The first-principles computations of density functional theory are employed to characterize the structural properties, electronic structures, and ferromagnetism induced by Cr impurities in Ca1-xCrxO compounds at concentrations x = 0. 25, 0.5, and 0.75. The dynamic stability is performed by the phonon spectra calculations. The structural parameters are computed by using Wu-Cohen generalized gradient approximation, while the electronic and magnetic properties are determined by the accurate Tran–Blaha-modified Becke–Johnson exchange potential.
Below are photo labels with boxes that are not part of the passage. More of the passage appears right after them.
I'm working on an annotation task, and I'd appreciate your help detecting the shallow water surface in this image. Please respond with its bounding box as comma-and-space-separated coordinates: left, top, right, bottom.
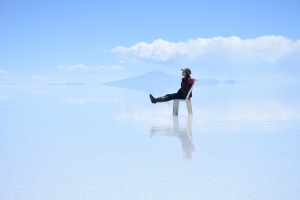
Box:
0, 85, 300, 200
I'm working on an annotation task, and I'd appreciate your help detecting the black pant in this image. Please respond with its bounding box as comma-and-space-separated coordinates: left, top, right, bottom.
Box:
166, 92, 184, 101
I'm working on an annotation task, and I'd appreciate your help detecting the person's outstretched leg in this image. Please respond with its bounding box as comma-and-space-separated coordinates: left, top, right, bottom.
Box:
149, 94, 170, 103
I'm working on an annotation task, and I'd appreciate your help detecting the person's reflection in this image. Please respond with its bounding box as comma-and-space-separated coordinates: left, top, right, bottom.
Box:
150, 116, 196, 160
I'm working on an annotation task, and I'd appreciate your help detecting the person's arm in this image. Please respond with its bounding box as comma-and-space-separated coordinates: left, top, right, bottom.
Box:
188, 78, 197, 84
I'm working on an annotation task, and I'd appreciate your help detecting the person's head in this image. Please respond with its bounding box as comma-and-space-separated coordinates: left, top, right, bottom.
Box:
181, 68, 192, 77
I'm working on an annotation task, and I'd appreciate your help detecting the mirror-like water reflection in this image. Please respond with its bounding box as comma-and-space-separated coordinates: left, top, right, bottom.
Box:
150, 115, 196, 160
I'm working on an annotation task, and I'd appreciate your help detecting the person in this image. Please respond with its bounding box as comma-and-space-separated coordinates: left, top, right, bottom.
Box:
149, 68, 197, 104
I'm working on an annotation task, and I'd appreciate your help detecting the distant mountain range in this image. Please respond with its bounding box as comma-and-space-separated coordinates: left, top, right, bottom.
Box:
104, 70, 236, 93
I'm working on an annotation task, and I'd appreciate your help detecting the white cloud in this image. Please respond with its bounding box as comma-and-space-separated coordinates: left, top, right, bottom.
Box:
58, 64, 124, 71
0, 69, 11, 74
111, 35, 300, 63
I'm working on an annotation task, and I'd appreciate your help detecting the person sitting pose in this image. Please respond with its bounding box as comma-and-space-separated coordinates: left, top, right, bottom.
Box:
149, 68, 197, 104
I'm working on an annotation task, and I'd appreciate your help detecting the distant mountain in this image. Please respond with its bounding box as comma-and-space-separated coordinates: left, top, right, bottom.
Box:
44, 83, 85, 86
104, 70, 236, 93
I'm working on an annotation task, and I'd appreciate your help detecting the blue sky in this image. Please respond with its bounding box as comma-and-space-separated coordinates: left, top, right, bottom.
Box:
0, 0, 300, 77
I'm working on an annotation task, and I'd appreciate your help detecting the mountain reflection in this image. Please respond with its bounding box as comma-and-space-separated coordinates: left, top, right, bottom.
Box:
150, 116, 196, 160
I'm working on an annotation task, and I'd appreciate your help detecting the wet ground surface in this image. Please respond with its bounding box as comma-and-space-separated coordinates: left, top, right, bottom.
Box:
0, 86, 300, 200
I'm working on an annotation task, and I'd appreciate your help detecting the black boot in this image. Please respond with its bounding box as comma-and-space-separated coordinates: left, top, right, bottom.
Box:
155, 95, 169, 102
149, 94, 156, 103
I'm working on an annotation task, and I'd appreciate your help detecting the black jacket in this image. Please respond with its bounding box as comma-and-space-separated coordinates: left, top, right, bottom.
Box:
177, 76, 193, 99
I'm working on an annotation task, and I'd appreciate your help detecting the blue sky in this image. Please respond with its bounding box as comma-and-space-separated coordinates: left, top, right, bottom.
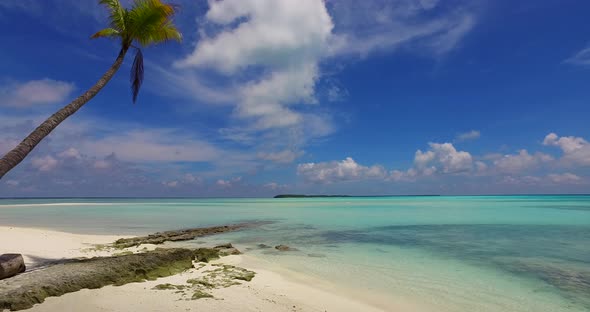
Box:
0, 0, 590, 196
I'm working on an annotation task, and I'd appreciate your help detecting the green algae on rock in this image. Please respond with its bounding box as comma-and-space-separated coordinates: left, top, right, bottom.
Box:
113, 222, 267, 249
0, 248, 218, 311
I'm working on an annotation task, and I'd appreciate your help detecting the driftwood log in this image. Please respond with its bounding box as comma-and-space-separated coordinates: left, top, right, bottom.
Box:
0, 254, 26, 280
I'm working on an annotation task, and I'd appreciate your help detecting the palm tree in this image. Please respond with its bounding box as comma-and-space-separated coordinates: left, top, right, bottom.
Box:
0, 0, 182, 179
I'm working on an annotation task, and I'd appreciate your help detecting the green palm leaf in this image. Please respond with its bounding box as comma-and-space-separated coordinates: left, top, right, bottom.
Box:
99, 0, 127, 31
90, 28, 121, 39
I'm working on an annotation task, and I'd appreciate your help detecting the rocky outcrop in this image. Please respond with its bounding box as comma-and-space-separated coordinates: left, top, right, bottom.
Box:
275, 245, 299, 251
113, 222, 263, 248
0, 254, 26, 280
213, 243, 242, 256
0, 248, 219, 311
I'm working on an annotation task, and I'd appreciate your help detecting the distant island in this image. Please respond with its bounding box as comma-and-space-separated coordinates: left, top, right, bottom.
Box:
273, 194, 440, 198
274, 194, 353, 198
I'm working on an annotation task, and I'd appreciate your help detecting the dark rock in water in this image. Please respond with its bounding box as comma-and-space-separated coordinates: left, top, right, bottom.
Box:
0, 254, 26, 280
213, 243, 234, 249
0, 248, 219, 311
275, 245, 299, 251
213, 243, 242, 256
113, 222, 266, 248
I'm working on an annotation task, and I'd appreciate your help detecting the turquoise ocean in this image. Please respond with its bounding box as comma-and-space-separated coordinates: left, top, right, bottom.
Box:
0, 195, 590, 312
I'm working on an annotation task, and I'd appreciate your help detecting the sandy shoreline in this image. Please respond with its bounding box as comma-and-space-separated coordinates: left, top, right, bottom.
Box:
0, 227, 414, 312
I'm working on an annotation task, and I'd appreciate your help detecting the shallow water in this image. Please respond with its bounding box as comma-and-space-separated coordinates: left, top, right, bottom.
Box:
0, 196, 590, 312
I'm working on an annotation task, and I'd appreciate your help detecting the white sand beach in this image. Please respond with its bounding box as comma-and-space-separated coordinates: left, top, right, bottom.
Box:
0, 227, 425, 312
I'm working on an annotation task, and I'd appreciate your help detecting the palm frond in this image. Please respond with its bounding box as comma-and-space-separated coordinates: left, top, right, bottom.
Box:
98, 0, 127, 32
127, 0, 182, 46
135, 21, 182, 46
131, 49, 143, 103
90, 28, 121, 39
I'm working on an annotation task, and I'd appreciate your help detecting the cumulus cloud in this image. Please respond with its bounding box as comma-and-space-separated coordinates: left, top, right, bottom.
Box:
414, 143, 473, 174
0, 78, 75, 108
264, 182, 287, 191
31, 155, 58, 171
565, 47, 590, 66
258, 150, 303, 164
79, 129, 221, 163
215, 177, 242, 188
455, 130, 481, 142
58, 147, 80, 158
176, 0, 333, 130
547, 172, 582, 184
493, 149, 554, 173
297, 157, 386, 183
543, 133, 590, 166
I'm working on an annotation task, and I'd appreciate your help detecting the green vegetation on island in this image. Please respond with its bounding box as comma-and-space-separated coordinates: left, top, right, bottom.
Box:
274, 194, 352, 198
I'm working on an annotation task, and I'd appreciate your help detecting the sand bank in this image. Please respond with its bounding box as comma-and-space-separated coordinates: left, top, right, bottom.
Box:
0, 227, 415, 312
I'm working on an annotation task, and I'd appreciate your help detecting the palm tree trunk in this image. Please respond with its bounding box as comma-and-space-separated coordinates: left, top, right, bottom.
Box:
0, 46, 129, 179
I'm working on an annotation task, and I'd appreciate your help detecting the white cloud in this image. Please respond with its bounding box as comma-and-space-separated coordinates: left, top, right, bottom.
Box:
543, 133, 590, 166
0, 78, 74, 108
176, 0, 333, 130
258, 150, 303, 164
264, 182, 287, 191
455, 130, 481, 142
297, 157, 387, 183
215, 177, 242, 188
79, 129, 221, 163
58, 147, 80, 158
93, 159, 111, 169
493, 149, 554, 173
177, 0, 333, 73
4, 180, 20, 187
565, 47, 590, 66
547, 172, 582, 184
414, 143, 473, 175
31, 155, 58, 171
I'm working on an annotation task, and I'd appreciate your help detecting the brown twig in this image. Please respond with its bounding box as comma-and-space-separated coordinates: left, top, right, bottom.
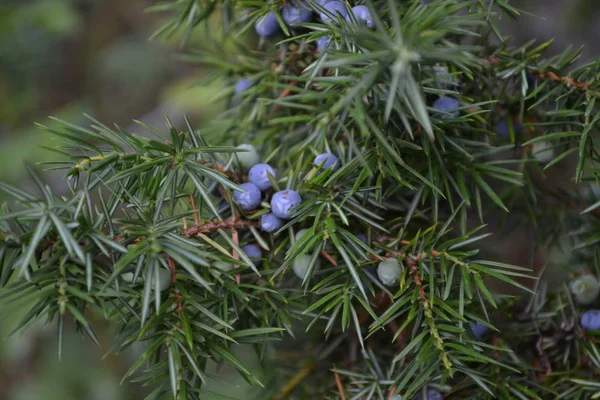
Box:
183, 218, 258, 237
483, 57, 590, 92
333, 364, 346, 400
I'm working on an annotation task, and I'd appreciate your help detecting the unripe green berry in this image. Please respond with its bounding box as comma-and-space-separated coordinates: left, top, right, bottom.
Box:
571, 274, 600, 305
377, 258, 402, 286
235, 144, 260, 168
211, 261, 233, 276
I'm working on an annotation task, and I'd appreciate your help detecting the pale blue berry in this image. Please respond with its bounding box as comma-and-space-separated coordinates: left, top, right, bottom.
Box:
242, 244, 262, 267
235, 79, 252, 94
254, 11, 281, 37
248, 164, 277, 192
570, 274, 600, 305
233, 183, 261, 211
317, 36, 330, 51
281, 4, 312, 25
346, 6, 374, 28
320, 1, 348, 22
236, 144, 260, 168
433, 96, 460, 118
271, 190, 302, 219
260, 213, 285, 232
469, 322, 489, 340
313, 153, 340, 171
581, 310, 600, 331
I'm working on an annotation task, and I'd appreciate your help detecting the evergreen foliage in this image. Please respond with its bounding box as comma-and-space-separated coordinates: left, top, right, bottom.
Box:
0, 0, 600, 399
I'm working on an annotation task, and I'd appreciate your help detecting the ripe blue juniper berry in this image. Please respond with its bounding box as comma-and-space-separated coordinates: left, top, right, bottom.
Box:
241, 244, 262, 267
320, 1, 348, 23
271, 190, 302, 219
433, 96, 460, 119
496, 118, 521, 138
235, 78, 252, 94
281, 4, 312, 25
260, 213, 285, 232
313, 153, 340, 171
346, 6, 374, 28
254, 11, 281, 37
317, 36, 330, 51
248, 164, 277, 192
581, 310, 600, 331
469, 322, 489, 340
233, 183, 261, 211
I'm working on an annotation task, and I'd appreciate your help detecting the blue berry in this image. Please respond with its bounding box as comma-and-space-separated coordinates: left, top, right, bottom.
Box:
206, 179, 221, 196
235, 79, 252, 94
317, 36, 330, 51
496, 119, 521, 138
271, 190, 302, 219
581, 310, 600, 331
248, 164, 277, 192
281, 4, 312, 25
320, 1, 348, 22
260, 213, 285, 232
346, 6, 374, 28
313, 153, 340, 171
233, 183, 261, 211
433, 96, 460, 118
570, 274, 600, 305
469, 322, 489, 340
242, 244, 262, 267
254, 11, 280, 37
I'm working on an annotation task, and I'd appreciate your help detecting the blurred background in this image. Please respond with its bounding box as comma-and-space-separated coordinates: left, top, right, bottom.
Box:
0, 0, 600, 400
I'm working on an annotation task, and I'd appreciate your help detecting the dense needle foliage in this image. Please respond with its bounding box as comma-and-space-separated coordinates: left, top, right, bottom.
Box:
0, 0, 600, 399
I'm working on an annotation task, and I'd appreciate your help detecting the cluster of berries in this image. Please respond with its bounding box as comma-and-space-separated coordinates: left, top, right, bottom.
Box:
227, 144, 302, 232
254, 0, 374, 50
215, 144, 340, 277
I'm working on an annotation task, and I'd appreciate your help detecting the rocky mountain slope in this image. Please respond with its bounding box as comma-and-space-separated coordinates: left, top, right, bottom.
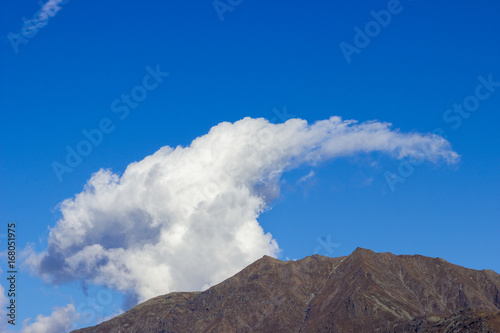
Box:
74, 248, 500, 333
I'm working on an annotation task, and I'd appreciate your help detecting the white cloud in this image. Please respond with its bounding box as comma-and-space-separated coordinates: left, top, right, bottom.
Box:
22, 304, 79, 333
29, 117, 459, 301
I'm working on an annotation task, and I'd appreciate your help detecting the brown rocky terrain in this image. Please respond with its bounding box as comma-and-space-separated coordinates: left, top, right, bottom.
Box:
74, 248, 500, 333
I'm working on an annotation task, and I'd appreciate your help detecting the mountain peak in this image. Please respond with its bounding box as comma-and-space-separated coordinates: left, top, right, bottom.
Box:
76, 247, 500, 333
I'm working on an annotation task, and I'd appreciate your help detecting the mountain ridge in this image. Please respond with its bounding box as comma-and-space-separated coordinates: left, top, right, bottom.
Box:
74, 247, 500, 333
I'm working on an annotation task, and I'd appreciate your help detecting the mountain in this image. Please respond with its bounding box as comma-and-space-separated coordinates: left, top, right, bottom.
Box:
74, 248, 500, 333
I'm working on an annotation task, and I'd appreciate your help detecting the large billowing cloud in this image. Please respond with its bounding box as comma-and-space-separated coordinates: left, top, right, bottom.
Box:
30, 117, 458, 300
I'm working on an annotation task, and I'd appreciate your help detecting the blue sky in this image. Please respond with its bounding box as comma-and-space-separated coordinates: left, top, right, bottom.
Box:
0, 0, 500, 332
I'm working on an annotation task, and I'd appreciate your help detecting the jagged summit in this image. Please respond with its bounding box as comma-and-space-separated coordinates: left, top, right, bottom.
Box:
75, 247, 500, 333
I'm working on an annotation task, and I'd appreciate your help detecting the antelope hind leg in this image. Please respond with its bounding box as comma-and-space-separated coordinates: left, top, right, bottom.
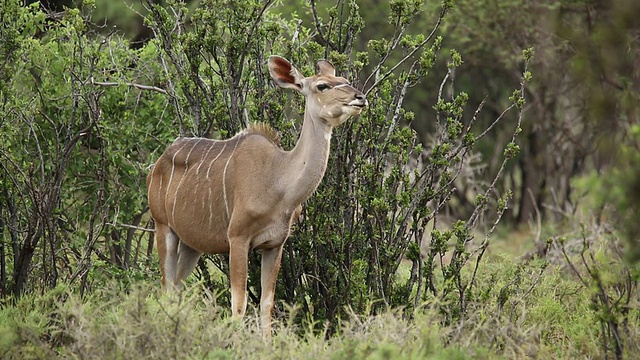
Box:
155, 223, 178, 290
175, 241, 202, 289
260, 245, 283, 339
229, 238, 249, 318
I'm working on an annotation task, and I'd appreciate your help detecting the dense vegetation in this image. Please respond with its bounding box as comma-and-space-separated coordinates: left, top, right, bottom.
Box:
0, 0, 640, 359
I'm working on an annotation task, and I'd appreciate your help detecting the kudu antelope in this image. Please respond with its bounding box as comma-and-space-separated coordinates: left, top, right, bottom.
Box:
147, 56, 367, 338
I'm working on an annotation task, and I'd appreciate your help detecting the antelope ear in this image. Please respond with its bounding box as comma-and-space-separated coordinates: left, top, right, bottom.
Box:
268, 55, 304, 91
318, 60, 336, 76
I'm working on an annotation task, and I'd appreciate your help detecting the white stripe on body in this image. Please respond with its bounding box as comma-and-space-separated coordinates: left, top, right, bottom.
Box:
222, 139, 240, 220
171, 139, 202, 220
164, 139, 187, 227
207, 141, 227, 180
196, 140, 218, 175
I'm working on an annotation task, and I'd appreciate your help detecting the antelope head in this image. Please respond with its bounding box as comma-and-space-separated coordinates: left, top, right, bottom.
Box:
269, 55, 368, 128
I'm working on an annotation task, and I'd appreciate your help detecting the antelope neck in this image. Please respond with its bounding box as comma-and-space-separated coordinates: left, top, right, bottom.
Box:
286, 108, 332, 204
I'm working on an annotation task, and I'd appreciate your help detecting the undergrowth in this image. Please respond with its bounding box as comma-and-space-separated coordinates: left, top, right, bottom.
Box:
0, 224, 640, 359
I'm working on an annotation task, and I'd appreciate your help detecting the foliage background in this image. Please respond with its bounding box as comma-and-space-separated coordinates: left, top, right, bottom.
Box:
0, 0, 640, 358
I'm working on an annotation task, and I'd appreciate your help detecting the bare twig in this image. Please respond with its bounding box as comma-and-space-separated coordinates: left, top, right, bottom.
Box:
91, 77, 167, 94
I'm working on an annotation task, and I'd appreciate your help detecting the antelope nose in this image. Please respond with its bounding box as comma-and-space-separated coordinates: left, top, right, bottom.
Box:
355, 93, 369, 107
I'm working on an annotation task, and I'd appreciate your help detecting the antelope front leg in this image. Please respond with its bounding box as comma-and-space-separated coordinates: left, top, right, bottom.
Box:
156, 223, 178, 291
260, 245, 282, 340
229, 238, 249, 318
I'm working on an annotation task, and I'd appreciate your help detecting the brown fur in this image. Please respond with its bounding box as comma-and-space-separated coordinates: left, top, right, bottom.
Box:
147, 56, 367, 337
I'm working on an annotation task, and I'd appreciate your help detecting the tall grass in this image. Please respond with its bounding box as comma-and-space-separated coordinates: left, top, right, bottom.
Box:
0, 229, 639, 360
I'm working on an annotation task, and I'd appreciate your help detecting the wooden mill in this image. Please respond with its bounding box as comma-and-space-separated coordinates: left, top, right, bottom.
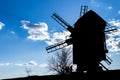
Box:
46, 6, 116, 73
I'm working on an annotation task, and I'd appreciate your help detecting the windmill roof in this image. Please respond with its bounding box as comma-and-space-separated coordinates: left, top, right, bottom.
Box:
74, 10, 106, 30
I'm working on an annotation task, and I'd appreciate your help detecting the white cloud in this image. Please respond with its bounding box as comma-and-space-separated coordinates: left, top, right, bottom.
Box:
90, 0, 100, 7
10, 31, 15, 34
21, 20, 49, 41
118, 10, 120, 14
38, 64, 48, 68
45, 31, 70, 45
108, 6, 112, 10
15, 60, 38, 67
0, 63, 11, 67
0, 22, 5, 30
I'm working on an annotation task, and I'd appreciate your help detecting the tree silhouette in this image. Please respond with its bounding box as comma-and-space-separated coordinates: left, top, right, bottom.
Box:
49, 48, 72, 74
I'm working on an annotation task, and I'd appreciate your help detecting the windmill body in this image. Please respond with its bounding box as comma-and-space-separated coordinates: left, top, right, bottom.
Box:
46, 10, 115, 73
72, 10, 108, 72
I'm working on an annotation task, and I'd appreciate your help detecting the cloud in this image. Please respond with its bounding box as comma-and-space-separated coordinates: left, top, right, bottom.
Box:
108, 6, 112, 10
106, 19, 120, 53
0, 63, 11, 67
45, 31, 70, 45
15, 60, 38, 67
10, 31, 15, 34
118, 10, 120, 14
15, 60, 48, 68
21, 20, 49, 41
38, 64, 48, 68
0, 22, 5, 30
90, 0, 100, 7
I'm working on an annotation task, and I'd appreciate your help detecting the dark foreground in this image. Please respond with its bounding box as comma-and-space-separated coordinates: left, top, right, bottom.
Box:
3, 70, 120, 80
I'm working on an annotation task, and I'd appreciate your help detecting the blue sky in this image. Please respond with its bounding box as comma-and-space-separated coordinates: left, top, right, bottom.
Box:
0, 0, 120, 79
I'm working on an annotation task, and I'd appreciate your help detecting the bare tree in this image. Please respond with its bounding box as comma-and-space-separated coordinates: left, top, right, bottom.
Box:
49, 48, 72, 74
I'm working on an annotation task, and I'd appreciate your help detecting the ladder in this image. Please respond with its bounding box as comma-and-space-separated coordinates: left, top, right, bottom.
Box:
80, 5, 88, 17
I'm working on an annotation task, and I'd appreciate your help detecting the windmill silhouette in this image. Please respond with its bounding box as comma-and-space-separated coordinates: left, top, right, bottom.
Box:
46, 6, 116, 73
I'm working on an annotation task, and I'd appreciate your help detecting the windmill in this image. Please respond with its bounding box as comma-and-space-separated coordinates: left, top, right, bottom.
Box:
46, 6, 116, 73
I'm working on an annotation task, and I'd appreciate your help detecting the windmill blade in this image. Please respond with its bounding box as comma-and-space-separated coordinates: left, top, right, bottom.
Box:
46, 38, 72, 53
104, 23, 117, 32
51, 13, 73, 32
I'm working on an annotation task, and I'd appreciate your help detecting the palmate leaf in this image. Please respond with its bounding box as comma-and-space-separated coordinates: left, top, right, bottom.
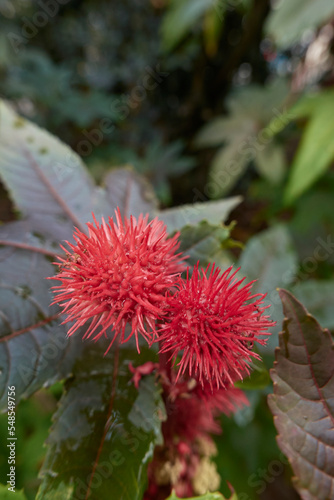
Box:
0, 101, 156, 408
239, 224, 298, 350
162, 0, 218, 51
269, 290, 334, 500
179, 221, 231, 268
36, 342, 165, 500
0, 484, 27, 500
284, 91, 334, 204
0, 101, 108, 240
104, 168, 158, 217
159, 196, 242, 233
167, 492, 238, 500
266, 0, 334, 49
The crystal field, direct and indirect exchange splittings were investigated to determine the origin and stability of ferromagnetic state configuration. The Ca1-xCrxO systems have right half-metallicities, which are verified by the spin polarization of 100% and the integer values of total magnetic moments. The Ca0.75Cr0.25O, Ca0.5Cr0.5O, and Ca0.25Cr0.75O are half-metallic ferromagnetic with flip-gaps of 1.495, 0.888, and 0.218 eV, respectively. Therefore, the Ca1-xCrxO materials are suitable candidates for possible applications of spin-injection in future semiconductors spintronics.